After 15 years in this field and writing about this many times, I’m still shocked when I see professional IP people that use BLAST for their sequence searches. BLAST is a crude and unreliable way to align sequences, and under normal circumstances it shouldn’t be used for anything patent related. There, I said it.
Sequences play such a central role in the business models of many life science companies. Therefore I just don’t get that people spend good money on a commercial database like STN, GeneSeq, or SequenceBase and are still stuck with BLAST, or something similarly flawed such as Smith & Waterman or FASTA, as their only real search option. So why is BLAST is such a problem in patent searching? It comes down to two major issues.
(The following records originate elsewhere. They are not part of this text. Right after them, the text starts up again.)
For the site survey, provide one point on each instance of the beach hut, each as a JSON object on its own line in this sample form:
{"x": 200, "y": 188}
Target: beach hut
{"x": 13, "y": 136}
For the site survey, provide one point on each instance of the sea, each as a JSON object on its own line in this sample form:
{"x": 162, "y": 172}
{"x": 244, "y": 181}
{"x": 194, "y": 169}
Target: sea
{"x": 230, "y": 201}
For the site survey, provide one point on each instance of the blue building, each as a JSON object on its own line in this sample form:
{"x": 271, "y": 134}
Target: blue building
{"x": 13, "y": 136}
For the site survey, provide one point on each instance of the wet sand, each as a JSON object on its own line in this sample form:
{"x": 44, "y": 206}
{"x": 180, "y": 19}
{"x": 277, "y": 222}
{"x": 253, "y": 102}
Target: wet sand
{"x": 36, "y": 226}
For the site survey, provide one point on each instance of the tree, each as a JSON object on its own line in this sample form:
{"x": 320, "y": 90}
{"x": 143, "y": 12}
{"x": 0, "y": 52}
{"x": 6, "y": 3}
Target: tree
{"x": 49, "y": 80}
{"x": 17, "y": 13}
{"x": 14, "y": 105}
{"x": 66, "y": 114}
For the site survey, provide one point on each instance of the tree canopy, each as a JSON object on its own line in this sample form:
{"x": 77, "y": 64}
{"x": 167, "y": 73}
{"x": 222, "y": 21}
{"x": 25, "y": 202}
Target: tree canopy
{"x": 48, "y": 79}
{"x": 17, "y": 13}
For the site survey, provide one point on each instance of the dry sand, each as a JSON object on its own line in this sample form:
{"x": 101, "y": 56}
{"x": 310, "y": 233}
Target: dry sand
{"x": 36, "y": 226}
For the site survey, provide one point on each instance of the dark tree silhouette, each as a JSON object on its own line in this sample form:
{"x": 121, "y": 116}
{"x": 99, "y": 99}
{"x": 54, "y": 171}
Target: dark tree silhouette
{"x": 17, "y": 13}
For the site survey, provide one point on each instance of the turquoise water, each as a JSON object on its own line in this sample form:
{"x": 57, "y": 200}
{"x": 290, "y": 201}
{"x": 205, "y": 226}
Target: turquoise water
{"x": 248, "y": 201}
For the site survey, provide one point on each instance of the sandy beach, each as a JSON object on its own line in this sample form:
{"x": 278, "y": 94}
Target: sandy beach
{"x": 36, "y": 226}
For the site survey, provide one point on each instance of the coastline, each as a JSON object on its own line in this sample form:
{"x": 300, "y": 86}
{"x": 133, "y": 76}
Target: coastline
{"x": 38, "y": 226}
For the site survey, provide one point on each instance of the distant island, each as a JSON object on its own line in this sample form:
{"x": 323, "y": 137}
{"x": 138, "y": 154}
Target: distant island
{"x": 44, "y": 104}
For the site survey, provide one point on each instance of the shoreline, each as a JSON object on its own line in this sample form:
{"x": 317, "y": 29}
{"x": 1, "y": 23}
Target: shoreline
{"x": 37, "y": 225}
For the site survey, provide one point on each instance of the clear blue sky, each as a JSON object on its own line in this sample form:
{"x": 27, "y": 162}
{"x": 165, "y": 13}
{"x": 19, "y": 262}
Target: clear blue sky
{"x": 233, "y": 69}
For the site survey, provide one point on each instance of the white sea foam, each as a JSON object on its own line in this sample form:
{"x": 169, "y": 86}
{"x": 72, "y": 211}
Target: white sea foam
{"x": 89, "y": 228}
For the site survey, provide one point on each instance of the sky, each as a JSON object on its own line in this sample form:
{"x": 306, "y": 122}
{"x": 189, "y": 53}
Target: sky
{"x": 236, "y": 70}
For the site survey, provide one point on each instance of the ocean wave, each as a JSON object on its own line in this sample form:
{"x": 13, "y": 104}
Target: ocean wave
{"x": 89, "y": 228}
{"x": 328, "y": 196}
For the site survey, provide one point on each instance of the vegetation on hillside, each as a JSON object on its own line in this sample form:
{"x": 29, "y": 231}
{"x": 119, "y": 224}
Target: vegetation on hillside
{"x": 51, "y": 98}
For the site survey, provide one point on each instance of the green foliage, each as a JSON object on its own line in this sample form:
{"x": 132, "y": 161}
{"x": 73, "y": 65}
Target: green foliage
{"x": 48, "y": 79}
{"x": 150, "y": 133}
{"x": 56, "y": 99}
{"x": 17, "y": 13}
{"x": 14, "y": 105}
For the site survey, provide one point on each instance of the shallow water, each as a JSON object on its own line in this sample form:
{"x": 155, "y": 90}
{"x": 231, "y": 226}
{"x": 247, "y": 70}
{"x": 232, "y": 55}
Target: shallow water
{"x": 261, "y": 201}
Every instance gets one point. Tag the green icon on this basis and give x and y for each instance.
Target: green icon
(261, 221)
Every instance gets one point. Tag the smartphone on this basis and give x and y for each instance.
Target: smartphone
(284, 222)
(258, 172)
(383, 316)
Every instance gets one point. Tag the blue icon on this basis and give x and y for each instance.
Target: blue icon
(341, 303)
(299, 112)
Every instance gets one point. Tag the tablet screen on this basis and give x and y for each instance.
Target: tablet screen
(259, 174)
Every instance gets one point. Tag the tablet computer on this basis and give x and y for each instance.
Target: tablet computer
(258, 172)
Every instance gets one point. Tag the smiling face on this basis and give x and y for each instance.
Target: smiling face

BLAST Asks the Wrong Question
BLAST was written to compute the evolutionary distance between two sequences, an important biological question but hardly ever relevant to patents. You don’t want to know which other sequences also have a kinase domain in them. You want to know which sequences in the database have 70% or more nucleotides in common with your entire query sequence. No amount of clever result filtering on the percentage identity and alignment length is going to compensate for BLAST’s local alignment behavior (see below). Alignments will come out wrong or will simply be missed. Smith & Waterman and FASTA do this in the exact same way and are just as unsuitable as BLAST for patent searching.
BLAST is Not Reproducible
To make BLAST go faster it uses lots of statistical tricks and heuristic shortcuts. This means that algorithm parameters have to be carefully tweaked by an expert for each type of search, and that results can suddenly disappear the next time the same search is done. Especially when searching with short sequences like primers, probes, and CDRs, it’s extremely common to miss real, relevant-to-your-business, hits. It goes without saying that in IP you need accurate, complete, and reproducible search results and that BLAST is just not the tool to do it.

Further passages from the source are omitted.